I risked a glance to confirm that Nick was right. He was, though I could make out a patch of bright fur through the bushes that covered them both. The man’s body language hadn’t changed, he still looked completely relaxed, but Nick was correct that he’d been rooted to that exact spot for far too long. After a moment, he even gave an awkward wave.
“Talia? There a reason he’s still here?”
Her mental response lagged, taking a bit longer than it should have. “There’s a complication. It’s contained. This is an important moment for your kin, your focus should remain on her.”
“Gonna step out for a second,” I announced, checking in with Iris. “That alright?”
“S’okay,” Iris confirmed, still overtaken by the possibility of another song.
Nick suddenly spoke up, over-serious. “The last few have been light fun, but I want to sing you the song of my people.”
“Nick, please, please, please, no Nickelback,” Sae groaned.
Instead of responding, Nick plucked out the first few notes of Free Bird, and as soon as I was certain Iris was transfixed on the performance, I slipped away, taking the long way around and slipping on the allfather’s mask so she lost track of me. I tamped down on my growing annoyance, reminding myself to be as kind and level-headed as possible.
When I circled around the brush, the truth of Talia’s complication became clear. Talia and the man in the gray-sweats were conversing in low-pitched voices. But the real kicker was the third party—a man in glasses, a button up, and a tie, laid supine, the sweat suit’s foot pressing down on his neck.
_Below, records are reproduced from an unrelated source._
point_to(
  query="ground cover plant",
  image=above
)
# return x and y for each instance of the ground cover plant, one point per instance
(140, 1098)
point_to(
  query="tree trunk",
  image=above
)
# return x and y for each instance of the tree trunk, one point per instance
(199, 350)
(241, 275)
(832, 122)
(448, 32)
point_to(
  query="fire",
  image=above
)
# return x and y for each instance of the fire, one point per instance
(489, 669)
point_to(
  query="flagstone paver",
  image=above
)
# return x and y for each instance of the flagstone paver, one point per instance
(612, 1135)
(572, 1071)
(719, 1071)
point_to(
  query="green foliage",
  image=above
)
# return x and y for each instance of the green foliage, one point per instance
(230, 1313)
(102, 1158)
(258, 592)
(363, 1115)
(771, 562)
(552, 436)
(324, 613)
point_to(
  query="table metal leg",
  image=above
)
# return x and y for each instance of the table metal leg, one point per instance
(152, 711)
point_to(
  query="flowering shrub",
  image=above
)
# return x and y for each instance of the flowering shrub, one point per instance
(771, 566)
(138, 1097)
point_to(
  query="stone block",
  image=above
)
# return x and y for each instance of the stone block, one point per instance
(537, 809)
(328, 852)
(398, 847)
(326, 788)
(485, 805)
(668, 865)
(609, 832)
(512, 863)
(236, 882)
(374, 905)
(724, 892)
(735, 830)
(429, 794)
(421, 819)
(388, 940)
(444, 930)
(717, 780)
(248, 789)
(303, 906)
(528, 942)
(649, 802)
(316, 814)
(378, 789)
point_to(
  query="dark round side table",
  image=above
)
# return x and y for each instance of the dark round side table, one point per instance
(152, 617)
The blood and bruises were all fresh enough that the altercation likely happened here. He’d been stripped of his wallet and other items in his pockets, a scan card that listed his name and identified him as one of Kinsley’s researchers lined up beside them on the ground.
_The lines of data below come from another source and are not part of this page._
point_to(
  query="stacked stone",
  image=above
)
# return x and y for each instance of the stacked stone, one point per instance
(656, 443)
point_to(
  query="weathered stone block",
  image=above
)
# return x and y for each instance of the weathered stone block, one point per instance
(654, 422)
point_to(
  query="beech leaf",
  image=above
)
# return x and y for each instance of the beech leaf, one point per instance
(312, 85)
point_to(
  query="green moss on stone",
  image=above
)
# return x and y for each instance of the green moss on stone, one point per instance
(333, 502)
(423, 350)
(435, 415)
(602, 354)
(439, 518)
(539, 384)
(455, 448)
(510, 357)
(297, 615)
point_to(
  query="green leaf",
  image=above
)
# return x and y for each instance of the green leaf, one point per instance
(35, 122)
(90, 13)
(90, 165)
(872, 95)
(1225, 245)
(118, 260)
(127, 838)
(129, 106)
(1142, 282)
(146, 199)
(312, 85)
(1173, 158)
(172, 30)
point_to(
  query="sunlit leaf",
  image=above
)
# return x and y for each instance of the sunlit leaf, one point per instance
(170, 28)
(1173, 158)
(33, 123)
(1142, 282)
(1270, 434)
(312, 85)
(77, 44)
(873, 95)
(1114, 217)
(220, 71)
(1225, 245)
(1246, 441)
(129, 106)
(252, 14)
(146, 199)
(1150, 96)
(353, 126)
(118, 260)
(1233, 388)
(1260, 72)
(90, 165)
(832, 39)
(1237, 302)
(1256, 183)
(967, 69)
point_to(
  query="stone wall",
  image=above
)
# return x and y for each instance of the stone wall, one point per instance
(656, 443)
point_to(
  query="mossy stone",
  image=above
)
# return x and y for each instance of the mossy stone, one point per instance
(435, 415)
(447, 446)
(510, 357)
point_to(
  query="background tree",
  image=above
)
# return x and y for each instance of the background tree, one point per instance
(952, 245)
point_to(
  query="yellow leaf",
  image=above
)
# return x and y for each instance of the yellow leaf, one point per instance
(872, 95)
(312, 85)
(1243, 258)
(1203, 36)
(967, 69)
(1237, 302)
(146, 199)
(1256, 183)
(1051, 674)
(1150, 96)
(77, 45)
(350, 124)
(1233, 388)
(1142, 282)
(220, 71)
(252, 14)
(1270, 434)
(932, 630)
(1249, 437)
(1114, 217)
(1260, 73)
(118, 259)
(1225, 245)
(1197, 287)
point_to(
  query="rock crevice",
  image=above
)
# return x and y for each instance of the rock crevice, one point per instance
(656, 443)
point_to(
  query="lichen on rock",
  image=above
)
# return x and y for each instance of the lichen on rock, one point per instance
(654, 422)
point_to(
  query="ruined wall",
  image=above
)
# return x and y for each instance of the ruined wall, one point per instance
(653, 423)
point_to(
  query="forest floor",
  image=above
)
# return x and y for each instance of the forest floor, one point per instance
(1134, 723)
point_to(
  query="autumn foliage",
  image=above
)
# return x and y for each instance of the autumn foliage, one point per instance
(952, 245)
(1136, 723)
“Don’t come any closer,” Buzzcut said, watching me carefully. “Identify yourself.”
I took the mask off, and Buzzcut smiled widely, suspicion draining away. “Thought so. Getting better at picking you out when you’re wearing it, but it’s still hard to tell sometimes.”
“You organized his things.”
“Not exactly,” Buzzcut protested. “Just, laid them out in an orderly manner. Only once. Still making progress.”
“Good,” I stared down at the unconscious researcher. “What the hell happened here, initiate?”